July 09, 2011

Woodpecker Taxi

Sapsucker hatching held by rehabilitator Nancy Kelly.
The sapsucker hatchlings were still in the tree trunk, but the tree was no more.

When the telephone rings at 5 p.m., it seems to be always either a fire call or a wildlife-transport call.

This call involved some hatchling woodpeckers—probably red-naped sapsuckers or possibly yellow-bellied sapsuckers—I am not enough of a birder to tell at that age.

The story starts with someone from the Denver suburb of Littleton who owns a cabin in the Wet Mountain Valley.  They came down for the weekend yesterday, bringing some aspen logs they had cut (somewhere else?) for firewood. Or did they cut aspen there at their cabin? I'm not sure.

The nest was in a cavity in one chunk of wood. OK, they did not know about the nest when they cut that dead aspen down. But then apparently their reaction was, "Oh well. Just let 'em die."

Someone else—friend or neighbor—would not let that happen.

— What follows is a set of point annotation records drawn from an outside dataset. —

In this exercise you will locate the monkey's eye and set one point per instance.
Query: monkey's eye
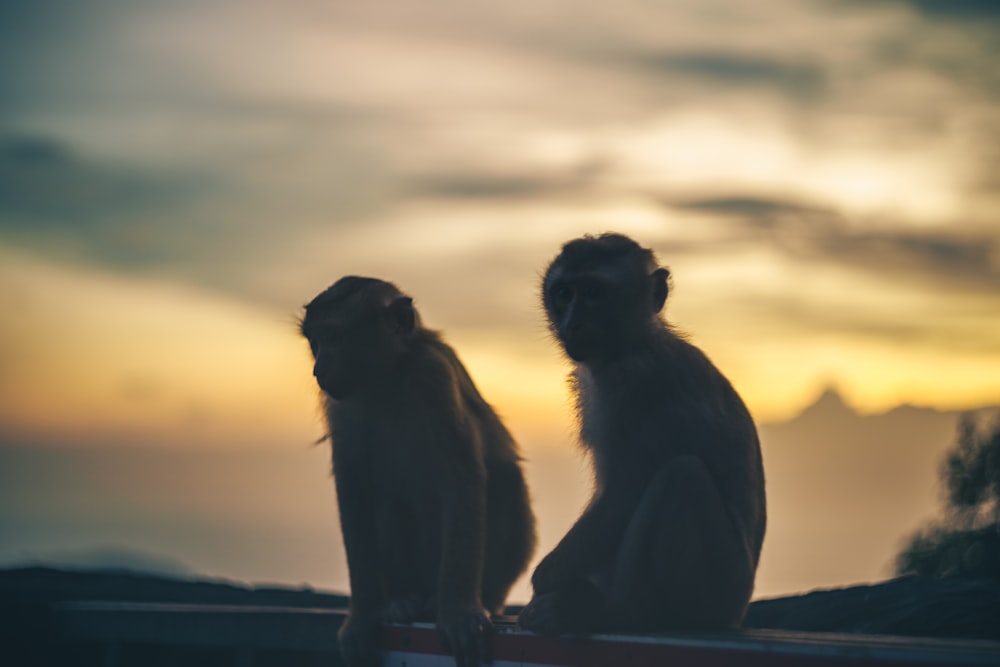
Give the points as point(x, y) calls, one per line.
point(591, 290)
point(561, 294)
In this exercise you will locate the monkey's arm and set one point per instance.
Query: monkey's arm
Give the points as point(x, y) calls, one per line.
point(462, 621)
point(591, 543)
point(358, 635)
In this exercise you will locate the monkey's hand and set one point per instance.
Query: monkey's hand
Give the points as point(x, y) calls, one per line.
point(465, 633)
point(552, 574)
point(358, 639)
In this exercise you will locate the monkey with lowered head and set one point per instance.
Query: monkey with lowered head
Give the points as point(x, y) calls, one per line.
point(672, 535)
point(434, 508)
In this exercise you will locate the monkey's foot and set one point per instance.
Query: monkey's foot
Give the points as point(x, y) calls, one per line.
point(577, 609)
point(465, 633)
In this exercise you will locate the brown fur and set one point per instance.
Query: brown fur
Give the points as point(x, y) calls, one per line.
point(672, 535)
point(434, 508)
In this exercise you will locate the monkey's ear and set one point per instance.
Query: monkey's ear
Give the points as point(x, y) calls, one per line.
point(659, 280)
point(402, 315)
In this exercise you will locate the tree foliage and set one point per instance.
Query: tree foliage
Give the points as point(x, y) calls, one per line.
point(967, 541)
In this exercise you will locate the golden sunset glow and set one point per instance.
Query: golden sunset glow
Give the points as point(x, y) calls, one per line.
point(176, 181)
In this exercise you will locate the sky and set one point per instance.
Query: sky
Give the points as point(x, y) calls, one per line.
point(177, 179)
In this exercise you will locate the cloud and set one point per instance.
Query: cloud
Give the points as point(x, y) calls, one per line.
point(813, 231)
point(725, 69)
point(956, 9)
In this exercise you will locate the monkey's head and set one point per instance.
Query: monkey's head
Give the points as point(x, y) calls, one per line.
point(357, 330)
point(602, 295)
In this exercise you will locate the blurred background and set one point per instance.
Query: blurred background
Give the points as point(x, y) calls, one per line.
point(177, 178)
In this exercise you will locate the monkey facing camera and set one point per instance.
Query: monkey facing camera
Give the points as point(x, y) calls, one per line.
point(434, 509)
point(672, 535)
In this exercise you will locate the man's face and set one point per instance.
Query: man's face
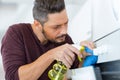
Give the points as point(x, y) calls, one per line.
point(55, 29)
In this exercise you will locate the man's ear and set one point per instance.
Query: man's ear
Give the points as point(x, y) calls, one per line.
point(37, 23)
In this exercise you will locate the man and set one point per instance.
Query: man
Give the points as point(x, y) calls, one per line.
point(30, 50)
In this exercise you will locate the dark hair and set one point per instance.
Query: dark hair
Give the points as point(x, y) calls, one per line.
point(42, 8)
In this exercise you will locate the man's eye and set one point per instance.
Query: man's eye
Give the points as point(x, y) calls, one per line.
point(57, 27)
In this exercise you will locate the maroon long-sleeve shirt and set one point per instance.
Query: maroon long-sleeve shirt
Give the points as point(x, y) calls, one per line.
point(20, 46)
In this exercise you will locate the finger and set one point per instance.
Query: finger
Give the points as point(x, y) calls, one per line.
point(66, 63)
point(75, 50)
point(68, 60)
point(71, 55)
point(87, 44)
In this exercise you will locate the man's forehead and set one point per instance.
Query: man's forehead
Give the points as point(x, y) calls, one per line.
point(57, 18)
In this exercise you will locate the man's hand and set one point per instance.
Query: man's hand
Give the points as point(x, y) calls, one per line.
point(65, 53)
point(89, 58)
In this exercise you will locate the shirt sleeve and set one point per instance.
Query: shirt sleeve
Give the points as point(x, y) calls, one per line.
point(76, 62)
point(12, 51)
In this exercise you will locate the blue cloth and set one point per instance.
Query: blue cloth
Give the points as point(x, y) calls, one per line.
point(90, 60)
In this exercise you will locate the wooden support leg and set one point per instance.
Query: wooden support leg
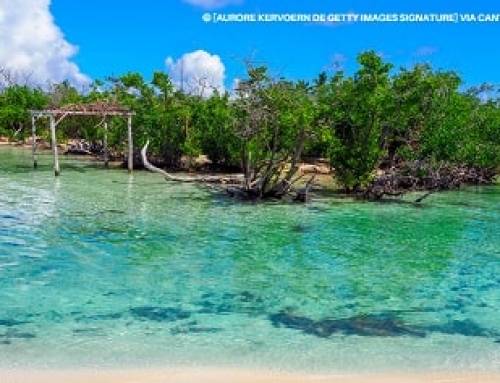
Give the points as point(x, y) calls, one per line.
point(105, 142)
point(33, 141)
point(54, 145)
point(130, 146)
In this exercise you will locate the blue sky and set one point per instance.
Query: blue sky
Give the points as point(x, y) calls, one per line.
point(116, 36)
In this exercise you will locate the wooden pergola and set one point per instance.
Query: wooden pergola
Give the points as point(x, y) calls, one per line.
point(102, 109)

The length of aspen trunk with the peeping hatchlings inside ended up at the office of a veterinarian in Silver Cliff.

The vet is not a bird vet. She tried contacting the local district wildlife manager. He was away. She talked to the Forest Service staffer at the FS work center next door. He suggested that she call the Sanders, the rehabbers we often deliver to.

"We don't do birds," they said, and referred her to a rehabber in Pueblo who does. Whereupon our telephone rang.

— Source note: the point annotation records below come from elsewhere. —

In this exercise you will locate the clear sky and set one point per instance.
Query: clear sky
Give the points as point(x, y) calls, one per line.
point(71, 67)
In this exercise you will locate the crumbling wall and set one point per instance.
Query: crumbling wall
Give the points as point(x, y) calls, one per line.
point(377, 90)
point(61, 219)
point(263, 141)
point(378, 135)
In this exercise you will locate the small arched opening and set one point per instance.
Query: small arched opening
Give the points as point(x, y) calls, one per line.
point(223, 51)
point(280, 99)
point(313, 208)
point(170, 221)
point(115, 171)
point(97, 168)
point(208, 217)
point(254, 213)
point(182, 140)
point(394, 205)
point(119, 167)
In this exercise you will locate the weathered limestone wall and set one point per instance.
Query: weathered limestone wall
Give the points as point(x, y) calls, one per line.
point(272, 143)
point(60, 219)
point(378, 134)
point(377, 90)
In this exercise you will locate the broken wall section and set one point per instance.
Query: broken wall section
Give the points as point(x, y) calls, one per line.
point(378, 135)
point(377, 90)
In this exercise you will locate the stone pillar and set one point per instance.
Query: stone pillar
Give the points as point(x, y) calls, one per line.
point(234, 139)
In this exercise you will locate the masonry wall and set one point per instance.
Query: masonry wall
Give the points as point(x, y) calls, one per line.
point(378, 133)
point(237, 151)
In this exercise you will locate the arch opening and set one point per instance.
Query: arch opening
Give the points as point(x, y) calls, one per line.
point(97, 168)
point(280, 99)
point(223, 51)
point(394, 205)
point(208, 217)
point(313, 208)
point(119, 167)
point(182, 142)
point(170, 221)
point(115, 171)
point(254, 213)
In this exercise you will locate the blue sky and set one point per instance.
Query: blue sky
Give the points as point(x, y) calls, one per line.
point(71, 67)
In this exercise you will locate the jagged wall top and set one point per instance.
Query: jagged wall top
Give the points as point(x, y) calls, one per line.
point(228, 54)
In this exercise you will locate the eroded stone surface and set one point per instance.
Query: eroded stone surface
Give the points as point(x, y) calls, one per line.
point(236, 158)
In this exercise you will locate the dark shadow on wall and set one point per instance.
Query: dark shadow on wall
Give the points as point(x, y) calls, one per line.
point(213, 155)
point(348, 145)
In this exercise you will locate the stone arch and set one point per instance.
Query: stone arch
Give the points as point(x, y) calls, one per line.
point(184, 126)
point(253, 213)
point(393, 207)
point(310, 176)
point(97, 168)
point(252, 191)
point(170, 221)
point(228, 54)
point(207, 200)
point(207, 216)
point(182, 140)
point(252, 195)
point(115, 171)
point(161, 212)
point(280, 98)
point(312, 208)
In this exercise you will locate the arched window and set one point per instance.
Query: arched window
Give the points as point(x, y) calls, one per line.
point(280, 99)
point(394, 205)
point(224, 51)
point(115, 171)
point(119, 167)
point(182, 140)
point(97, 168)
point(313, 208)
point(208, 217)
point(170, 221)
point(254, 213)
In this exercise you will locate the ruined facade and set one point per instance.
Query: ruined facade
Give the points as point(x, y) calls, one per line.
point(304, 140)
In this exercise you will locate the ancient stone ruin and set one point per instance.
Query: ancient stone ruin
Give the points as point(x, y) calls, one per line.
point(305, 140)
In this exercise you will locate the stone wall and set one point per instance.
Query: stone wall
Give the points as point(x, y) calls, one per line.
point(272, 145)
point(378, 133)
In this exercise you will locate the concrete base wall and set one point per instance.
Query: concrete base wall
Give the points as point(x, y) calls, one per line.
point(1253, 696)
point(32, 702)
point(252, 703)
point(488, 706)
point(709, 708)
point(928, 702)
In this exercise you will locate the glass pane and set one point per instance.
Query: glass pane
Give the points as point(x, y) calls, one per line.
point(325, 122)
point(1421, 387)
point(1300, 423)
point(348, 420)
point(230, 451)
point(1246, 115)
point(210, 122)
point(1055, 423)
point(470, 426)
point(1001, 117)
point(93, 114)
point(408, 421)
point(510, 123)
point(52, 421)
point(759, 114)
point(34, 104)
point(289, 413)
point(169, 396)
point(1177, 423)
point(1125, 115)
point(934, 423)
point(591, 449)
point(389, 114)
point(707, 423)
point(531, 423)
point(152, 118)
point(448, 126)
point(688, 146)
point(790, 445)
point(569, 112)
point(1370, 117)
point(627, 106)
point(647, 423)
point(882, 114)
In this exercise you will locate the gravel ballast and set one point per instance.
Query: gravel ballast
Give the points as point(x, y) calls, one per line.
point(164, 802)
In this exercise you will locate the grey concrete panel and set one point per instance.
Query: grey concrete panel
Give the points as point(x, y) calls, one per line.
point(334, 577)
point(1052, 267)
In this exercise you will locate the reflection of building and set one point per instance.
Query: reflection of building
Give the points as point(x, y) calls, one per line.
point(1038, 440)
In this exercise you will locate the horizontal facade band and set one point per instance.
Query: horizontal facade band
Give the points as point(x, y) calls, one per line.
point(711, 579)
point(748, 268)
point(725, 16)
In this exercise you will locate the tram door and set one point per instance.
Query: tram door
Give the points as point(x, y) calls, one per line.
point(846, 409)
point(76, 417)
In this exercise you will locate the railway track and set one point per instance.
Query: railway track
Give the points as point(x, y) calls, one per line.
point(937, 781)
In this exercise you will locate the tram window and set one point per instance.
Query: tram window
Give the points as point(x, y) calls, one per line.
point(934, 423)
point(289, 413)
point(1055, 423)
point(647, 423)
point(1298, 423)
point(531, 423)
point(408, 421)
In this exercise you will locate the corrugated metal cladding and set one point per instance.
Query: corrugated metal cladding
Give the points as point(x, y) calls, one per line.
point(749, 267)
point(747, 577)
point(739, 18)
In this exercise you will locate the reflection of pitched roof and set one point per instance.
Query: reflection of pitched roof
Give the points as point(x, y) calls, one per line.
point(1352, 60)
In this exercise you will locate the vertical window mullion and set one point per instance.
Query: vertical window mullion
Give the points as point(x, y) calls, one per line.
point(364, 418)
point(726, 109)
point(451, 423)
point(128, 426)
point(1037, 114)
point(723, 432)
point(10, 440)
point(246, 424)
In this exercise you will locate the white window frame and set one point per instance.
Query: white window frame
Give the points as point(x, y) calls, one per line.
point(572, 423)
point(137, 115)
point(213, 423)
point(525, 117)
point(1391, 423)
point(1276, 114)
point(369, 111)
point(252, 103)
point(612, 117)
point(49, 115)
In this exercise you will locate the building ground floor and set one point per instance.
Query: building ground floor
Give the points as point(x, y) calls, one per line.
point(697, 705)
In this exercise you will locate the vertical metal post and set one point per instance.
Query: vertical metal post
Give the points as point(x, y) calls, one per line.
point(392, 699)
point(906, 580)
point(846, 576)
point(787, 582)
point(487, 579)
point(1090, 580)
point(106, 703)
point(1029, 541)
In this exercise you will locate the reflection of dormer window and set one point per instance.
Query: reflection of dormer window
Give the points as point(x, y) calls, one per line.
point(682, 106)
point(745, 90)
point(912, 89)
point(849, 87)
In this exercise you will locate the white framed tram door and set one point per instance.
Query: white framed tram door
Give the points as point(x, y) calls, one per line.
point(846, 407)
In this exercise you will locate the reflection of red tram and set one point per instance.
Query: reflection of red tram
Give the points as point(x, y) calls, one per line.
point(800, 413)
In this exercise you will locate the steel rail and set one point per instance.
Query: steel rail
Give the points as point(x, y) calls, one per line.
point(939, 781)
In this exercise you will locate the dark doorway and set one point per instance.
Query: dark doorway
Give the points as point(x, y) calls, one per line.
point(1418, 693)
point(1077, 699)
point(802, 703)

M. and I rushed through supper and then headed for Silver Cliff. All down the canyon and across the prairie to Pueblo, the Jeep was full of a cheeping sound like someone sharpening a saw with a very small file.

UPDATE, February 11, 2012: It turned out that the hatchlings' yellow color fooled us all. They grew up to be hairy woodpeckers instead, and here are more photos from rehabilitator Nancy Kelly's site.


Galen Geer said...

And you got them to Pueblo safely--right? Good. Did someone give the people who cut down the tree and were willing to let the birds die grief?

Chas S. Clifton said...

Yes, we got them to Pueblo, but the story about cutting down the tree came to us from the vet, so we have no idea who did it.

SeEtta Moss said...

Hi Chas,

This is almost assuredly a Red-naped Sapsucker nestling (sure is cute) as Yellow-bellied Sapsuckers are fairly rare visitors to Colorado in winter. Thanks for transporting them to Nancy at Second Chance. She does good work and has devoted much of her life (including most of her house which is the rehab facility) to taking care of injured and homeless birds.
(BTW-did you see the video I got last week of the bear mom with her triplet cubs on Canon City Riverwalk? It is on my blog, just scroll down the page a little.)

Chas S. Clifton said...

Great videos you go there, SeEtta. Those bears would sure be a shock to the usual Riverwalk dog-walkers.